No extraña tampoco, por tanto, que una comunicación afín al deletéreo pero eficaz discurso populista se posicione como válida. En el contexto de crisis profunda de los partidos y de las instituciones, asumir el papel del díscolo “outsider” aun estando asociado al historial de movidas y fracasos opositores, es para algunos avispados una maniobra electoralmente legítima.
El llamado a terminar con el dominio de los políticos tradicionales y de refundar la democracia, cabalga entonces cómodo sobre la grupa de la división entre puros e impuros. Entre la idea del “pueblo” sufriente como depositario de virtudes inequívocas -el neopopulismo de la era digital no duda en colarla bajo la mención al “ciudadano”- vs las “cúpulas”, las de la “podredumbre opositora”. Entre el consabido “nosotros” vinculado a un líder que promete cumplir los deseos populares, vs “ellos”: todos los demás, los vinculados al statu quo, el necesario “alter” por construir y alimentar, los enemigos internos y externos. Una retórica de contenido emocional, turbadora, dirigida a exacerbar el dolor y mostrar una única oportunidad de reivindicación para la “transformación moral de un país desahuciado” -la que encarna el líder, naturalmente- no se ha hecho esperar. Otra vez.
(Mircea Eliade, en El mito del Eterno Retorno, arquetipos y repetición, nos habla de la voluntad de las sociedades “de rechazar el tiempo concreto, su hostilidad a toda tentativa de “historia” autónoma, es decir, de historia sin regulación arquetípica”. Esa reflexión bien podría orientarnos en terrenos de la acción humana donde prevalece el impulso primitivo, la tiranía de hígado, corazón y estómago, la emocionalidad.)
A merced de la ola de notoriedad que las encuestas asignan a estos nuevos-viejos actores, por cierto, tampoco se hacen esperar los bombardeos de mitos asociados a sus marcas políticas.
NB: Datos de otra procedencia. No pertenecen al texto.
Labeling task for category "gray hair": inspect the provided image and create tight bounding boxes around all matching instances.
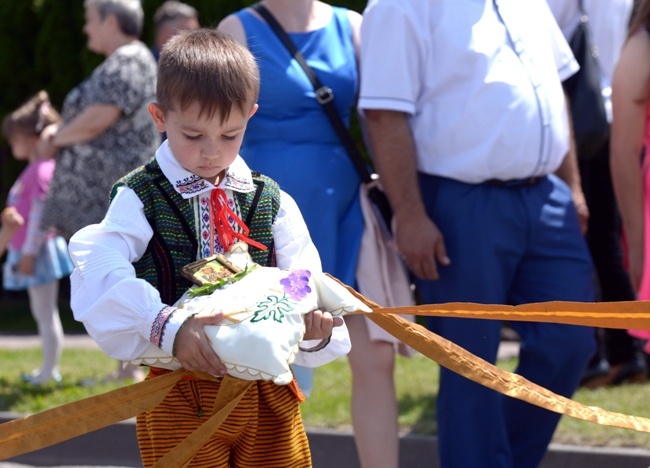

Así, el plan de incorporar el apoyo técnico del CNE, abonar a la confianza en los procedimientos y la institucionalidad que operarán en eventos futuros y vinculantes, trueca en pecado mortal; vuelve por sus fueros el fantasma del fraude electrónico (ectoplasma urdido a punta de especulaciones, nunca evidencias concretas); y los ludistas electorales la emprenden contra las máquinas de votación con la misma ojeriza antimodernidad que los artesanos ingleses del s.XIX dedicaron a los telares industriales.
Ignorando pruebas tan elocuentes como las dos jornadas de totalización en Barinas durante las recientes elecciones regionales, estos nostálgicos de la más pura tradición del “acta mata a voto” proponen retrotraernos a la precariedad del conteo manual, llevados por corazonadas y juicios moralistas, no razones políticas. Bastaría con repasar con mirada serena los resultados de las elecciones celebradas en nuestro país y las proyecciones que ofrecían encuestadoras respetables, para entender que el “dato mata al mito”. Pero eso parece mucho pedir. Más cuando se sabe que el triunfo de ese mañoso relato de apocalípticos pide hurgar en la psique colectiva en busca de pulsión, emoción que ofusca, dolor, rabia y sospecha aliñando el resbaloso voto del enojo.